Kraftstoff- und CO2-Einsparung bezifferte der Hersteller optimistisch mit bis zu 25 %. Buchstäblich Gegenwind erhält der Aerodynamik-Ansatz aber noch aus einer anderen Richtung: „In Ländern mit Fahrzeughöhenregulierung, also z. B. auf dem europäischen Festland, liegt der Nutzwert solcher Fahrzeuge eher auf niedrigem Niveau“, räumt Krone-Marketingleiter Tobias Eichberg ein. Grund sei, dass „durch die Formgebung im hinteren Fahrzeugbereich ein erheblicher Verlust an Ladevolumen entsteht.“
Vor diesem Hintergrund beklagte der Aufliegerspezialist schon bei der Konzeptpremiere auf der IAA 2012 die in der EU-Richtlinie 96/53/EG festgeschriebenen Maße und Gewichte von Nutzfahrzeugen. „Um das aerodynamische Potenzial des Fahrzeugs bestmöglich ausschöpfen zu können, wären Verlängerungen im Frontbereich des Fahrerhauses und am Heck des Sattelaufliegers erforderlich“, monierte damals Uwe Sasse, Geschäftsführer Entwicklung und Konstruktion bei Krone, „2,30 m mehr Länge würden schon reichen.“ Inzwischen hat die Politik teilweise nachgebessert.
Die Änderung der Richtlinie im Frühjahr 2014 wurde von VDA-Präsident Matthias Wissmann als Schritt in die richtige Richtung begrüßt.

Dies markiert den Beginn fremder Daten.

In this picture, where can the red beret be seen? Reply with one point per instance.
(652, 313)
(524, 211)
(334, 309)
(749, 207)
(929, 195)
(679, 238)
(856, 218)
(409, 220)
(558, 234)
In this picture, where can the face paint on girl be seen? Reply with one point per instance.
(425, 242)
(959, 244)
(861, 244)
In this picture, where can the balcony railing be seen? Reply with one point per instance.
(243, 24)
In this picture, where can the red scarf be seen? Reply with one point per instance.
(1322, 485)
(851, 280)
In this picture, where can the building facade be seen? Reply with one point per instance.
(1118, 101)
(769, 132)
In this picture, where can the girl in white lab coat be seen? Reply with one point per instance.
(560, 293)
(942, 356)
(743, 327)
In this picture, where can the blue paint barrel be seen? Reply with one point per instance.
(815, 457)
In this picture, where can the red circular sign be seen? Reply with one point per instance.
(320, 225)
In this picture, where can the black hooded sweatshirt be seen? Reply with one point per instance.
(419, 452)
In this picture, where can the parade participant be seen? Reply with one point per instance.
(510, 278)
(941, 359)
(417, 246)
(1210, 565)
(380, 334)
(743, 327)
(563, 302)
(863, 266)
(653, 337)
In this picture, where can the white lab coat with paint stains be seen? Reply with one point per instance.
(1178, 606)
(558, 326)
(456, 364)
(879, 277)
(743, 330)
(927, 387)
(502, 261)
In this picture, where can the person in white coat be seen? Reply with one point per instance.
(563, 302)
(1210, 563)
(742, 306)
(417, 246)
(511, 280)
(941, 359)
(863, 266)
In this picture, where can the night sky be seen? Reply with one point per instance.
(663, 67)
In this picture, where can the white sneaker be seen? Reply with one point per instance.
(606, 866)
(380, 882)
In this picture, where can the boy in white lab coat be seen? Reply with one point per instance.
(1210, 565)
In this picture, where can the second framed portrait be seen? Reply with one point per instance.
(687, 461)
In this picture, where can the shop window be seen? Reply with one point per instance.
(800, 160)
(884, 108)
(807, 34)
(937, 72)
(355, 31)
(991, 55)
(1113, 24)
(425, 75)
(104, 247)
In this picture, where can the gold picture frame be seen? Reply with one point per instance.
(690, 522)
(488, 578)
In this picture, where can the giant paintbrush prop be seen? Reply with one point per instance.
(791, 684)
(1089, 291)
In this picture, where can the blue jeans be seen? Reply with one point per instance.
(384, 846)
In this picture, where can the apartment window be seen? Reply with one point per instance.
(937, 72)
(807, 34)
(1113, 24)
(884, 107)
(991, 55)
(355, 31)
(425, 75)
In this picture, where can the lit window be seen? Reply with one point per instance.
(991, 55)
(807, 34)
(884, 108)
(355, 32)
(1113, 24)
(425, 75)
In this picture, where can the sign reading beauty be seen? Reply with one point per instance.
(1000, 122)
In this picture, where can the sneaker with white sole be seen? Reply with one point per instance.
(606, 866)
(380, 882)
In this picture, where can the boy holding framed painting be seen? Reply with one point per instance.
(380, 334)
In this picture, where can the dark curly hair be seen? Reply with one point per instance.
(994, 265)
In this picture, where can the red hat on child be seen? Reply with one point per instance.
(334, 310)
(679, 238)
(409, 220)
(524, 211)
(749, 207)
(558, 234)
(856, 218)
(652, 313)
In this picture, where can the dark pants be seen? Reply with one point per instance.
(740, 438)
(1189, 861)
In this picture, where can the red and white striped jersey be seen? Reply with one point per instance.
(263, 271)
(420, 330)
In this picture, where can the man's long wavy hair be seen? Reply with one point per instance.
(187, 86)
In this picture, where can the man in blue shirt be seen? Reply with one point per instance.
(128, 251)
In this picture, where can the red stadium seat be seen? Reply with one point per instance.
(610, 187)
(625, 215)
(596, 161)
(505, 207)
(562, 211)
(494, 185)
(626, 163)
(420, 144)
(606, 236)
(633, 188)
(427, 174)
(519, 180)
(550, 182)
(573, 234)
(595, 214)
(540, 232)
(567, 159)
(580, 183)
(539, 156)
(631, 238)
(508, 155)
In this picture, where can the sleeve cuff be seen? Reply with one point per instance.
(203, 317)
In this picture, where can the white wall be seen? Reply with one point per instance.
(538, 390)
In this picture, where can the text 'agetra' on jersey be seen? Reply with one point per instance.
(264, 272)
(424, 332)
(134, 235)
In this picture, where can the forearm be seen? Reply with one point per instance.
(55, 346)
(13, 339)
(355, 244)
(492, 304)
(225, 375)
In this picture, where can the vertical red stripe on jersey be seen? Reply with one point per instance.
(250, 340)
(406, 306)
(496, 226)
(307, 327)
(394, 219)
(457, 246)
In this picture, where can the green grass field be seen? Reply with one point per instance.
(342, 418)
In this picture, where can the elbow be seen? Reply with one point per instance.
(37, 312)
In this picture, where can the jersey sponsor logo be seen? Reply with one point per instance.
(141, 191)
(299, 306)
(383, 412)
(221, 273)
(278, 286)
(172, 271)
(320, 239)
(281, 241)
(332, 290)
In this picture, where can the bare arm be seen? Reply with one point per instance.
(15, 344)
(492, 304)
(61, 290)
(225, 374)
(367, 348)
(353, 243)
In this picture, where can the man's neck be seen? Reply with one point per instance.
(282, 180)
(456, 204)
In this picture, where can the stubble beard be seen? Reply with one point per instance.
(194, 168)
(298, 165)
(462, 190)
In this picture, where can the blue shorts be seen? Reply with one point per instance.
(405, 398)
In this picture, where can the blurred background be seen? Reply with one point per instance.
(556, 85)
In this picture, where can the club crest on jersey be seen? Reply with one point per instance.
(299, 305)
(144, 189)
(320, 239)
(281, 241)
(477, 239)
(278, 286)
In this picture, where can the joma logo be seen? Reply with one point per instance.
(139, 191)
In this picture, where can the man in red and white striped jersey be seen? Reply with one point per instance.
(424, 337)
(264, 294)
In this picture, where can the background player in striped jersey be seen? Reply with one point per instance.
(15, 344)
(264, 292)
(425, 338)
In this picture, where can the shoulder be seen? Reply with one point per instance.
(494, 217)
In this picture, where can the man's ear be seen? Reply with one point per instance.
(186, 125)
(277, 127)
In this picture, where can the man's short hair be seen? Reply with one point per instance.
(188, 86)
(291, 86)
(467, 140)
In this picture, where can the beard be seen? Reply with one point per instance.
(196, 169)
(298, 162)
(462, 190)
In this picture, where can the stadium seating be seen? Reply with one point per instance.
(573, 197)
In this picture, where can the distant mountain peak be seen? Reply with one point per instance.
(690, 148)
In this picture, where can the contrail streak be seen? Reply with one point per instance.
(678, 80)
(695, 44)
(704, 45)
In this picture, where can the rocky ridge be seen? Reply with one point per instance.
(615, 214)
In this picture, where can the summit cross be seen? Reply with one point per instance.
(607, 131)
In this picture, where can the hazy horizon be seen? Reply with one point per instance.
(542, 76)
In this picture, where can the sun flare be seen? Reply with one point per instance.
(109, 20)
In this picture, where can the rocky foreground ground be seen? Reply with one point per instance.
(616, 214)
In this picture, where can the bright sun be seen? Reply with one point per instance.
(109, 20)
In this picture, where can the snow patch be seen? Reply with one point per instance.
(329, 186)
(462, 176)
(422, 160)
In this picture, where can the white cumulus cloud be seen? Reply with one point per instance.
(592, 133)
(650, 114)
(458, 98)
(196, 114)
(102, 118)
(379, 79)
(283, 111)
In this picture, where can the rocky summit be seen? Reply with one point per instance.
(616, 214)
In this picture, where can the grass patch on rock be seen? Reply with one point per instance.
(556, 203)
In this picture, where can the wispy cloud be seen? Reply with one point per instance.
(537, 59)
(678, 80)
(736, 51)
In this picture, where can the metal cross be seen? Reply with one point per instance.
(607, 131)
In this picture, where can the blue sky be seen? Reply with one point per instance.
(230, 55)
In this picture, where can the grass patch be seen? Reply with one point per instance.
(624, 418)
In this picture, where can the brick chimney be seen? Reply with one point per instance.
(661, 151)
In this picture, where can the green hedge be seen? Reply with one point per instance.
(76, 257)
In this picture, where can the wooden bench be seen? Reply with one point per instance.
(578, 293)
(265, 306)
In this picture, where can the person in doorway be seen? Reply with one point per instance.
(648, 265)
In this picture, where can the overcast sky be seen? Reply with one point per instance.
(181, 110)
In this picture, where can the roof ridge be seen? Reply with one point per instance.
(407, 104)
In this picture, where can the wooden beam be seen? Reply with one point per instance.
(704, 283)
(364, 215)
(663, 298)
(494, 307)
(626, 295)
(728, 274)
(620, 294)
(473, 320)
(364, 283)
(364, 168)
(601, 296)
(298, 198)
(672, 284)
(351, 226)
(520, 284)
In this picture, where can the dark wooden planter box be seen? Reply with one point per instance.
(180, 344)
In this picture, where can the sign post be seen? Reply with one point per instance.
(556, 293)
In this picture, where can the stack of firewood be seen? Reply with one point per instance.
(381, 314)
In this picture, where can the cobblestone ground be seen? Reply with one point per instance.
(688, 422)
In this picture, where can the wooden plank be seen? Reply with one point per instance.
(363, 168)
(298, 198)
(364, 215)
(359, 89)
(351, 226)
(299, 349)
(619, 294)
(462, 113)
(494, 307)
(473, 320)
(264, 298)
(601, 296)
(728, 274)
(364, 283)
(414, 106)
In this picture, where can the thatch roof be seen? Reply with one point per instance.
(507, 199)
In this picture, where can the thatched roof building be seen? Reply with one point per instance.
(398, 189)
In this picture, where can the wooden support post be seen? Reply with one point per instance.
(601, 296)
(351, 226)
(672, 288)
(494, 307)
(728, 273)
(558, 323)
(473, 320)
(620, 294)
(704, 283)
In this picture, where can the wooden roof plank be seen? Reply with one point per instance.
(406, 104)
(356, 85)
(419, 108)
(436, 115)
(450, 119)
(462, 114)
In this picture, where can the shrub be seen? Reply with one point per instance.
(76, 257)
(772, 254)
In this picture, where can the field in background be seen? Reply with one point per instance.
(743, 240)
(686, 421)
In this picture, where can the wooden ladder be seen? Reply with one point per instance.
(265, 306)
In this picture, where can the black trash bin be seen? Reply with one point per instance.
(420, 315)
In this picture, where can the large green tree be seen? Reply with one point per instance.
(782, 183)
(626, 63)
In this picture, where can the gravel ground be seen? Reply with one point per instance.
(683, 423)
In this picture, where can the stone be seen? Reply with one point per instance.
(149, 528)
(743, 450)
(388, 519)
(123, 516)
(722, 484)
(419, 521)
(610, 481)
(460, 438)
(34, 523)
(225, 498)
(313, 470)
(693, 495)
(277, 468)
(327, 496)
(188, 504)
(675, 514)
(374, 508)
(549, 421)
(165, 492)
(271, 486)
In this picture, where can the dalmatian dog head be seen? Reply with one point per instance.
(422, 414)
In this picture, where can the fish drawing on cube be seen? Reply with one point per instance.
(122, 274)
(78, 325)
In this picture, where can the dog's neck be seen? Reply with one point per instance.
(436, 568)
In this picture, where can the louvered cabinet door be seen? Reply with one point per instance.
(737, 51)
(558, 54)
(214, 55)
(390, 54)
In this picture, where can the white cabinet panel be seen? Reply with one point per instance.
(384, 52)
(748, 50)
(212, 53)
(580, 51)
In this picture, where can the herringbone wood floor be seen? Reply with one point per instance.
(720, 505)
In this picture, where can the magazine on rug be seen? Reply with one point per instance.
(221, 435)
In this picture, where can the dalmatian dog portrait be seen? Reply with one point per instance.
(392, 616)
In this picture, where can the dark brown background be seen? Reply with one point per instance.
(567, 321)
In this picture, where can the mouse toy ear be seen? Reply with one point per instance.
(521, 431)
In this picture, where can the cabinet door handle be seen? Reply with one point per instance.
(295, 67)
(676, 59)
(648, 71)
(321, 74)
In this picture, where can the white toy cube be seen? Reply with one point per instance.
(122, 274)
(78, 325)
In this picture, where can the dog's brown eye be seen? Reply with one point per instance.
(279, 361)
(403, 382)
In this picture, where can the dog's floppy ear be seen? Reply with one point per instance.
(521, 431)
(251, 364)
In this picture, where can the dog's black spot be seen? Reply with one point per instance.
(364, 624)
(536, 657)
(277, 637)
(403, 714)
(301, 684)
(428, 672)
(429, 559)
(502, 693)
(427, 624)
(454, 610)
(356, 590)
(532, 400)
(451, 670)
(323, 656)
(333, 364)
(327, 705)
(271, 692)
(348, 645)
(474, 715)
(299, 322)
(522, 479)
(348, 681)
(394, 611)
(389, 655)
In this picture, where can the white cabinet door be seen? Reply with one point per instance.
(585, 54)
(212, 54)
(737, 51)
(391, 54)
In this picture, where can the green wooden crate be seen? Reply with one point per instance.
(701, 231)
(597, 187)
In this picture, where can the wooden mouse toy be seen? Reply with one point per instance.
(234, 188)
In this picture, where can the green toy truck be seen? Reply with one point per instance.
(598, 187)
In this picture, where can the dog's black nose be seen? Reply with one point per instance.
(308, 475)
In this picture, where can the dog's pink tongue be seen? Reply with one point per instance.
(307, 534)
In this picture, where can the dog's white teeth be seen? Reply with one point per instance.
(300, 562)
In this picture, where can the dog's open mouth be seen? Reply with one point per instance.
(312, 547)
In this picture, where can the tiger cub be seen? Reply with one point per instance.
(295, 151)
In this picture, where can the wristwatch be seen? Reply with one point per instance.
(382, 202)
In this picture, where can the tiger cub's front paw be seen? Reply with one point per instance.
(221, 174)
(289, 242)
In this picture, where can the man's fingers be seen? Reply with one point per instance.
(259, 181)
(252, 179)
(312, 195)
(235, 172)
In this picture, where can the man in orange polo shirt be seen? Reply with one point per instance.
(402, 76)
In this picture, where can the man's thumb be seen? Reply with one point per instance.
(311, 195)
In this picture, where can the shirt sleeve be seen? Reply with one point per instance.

Zugleich mahnte Wissmann weitere Schritte für eine „praxisgerechtere Regelung“ an.
Um neue verbrauchsreduzierende Technologien in die Fahrzeuge zu bringen, bräuchten die Hersteller aber „mehr Bauraum und zusätzliche Flexibilität für die Aerodynamik“, sagte Wissmann.
Zudem plädierte er für „ausreichende Fristen aufgrund der langen Produktzyklen des Nutzfahrzeugs.“
Einen anderen Weg zu mehr Windschlüpfigkeit zeigte US-Zulieferer Wabco auf der IAA 2014: die Lösung „Opti Flow Tail“ zur Optimierung des Luftstroms am Trailer-Heck. Sie besteht aus vier faltbaren Kunststoffpaneelen, die an die Flügeltüren des Anhängers montiert werden.
Sie stellen eine Ergänzung zu der Seitenverkleidung Opti Flow Side Wings dar.
Diese patentierten Luftleitelemente verzögern durch ihre spezielle Kontur den Luftstrom. So wird der Staudruck an Achsen und Rädern verringert, was den Luftwiderstand senkt, weil die Luft unter dem Trailer hindurch und um ihn herum geleitet wird. Laut Wabco ergibt das in der Summe 7 % Sparpotenzial.
Der kombinierte Einsatz beider Aerodynamikelemente an Seiten und Heck soll laut Wabco bis zu 7 % Kraftstoffeinsparung bewirken.
Fazit: Die faszinierende Idee, durch aerodynamische Perfektionierung von Lastzügen Kraftstoffverbrauch und CO2-Emissionen spürbar zu senken, stößt in Deutschland und vielen anderen EU-Staaten wegen der Bauhöhenbegrenzung von Nutzfahrzeugen auf 4 m schnell an ihre Grenzen.
Eine Anhebung dieses Limits ist allein schon wegen der Durchfahrtshöhe ungezählter Brücken- und Tunnelbauwerke auf den paneuropäischen Transitrouten illusorisch.
Darüber hinaus bleiben als verbrauchs- und schadstoffreduzierende Maßnahmen vor allem innermotorische Verbesserungen im Antriebsstrang, an denen Lkw-Hersteller und Zulieferer mit hoher Schlagzahl arbeiten – sowie Leichtlaufreifen, Leichtlauföle oder Leichtbau – die Mittel der Wahl.
Eine mögliche Alternative wäre der Lang-Lkw, der ungeachtet positiver Praxiserfahrungen etlicher Speditionen noch immer auf hartnäckigen Widerstand der Politik trifft.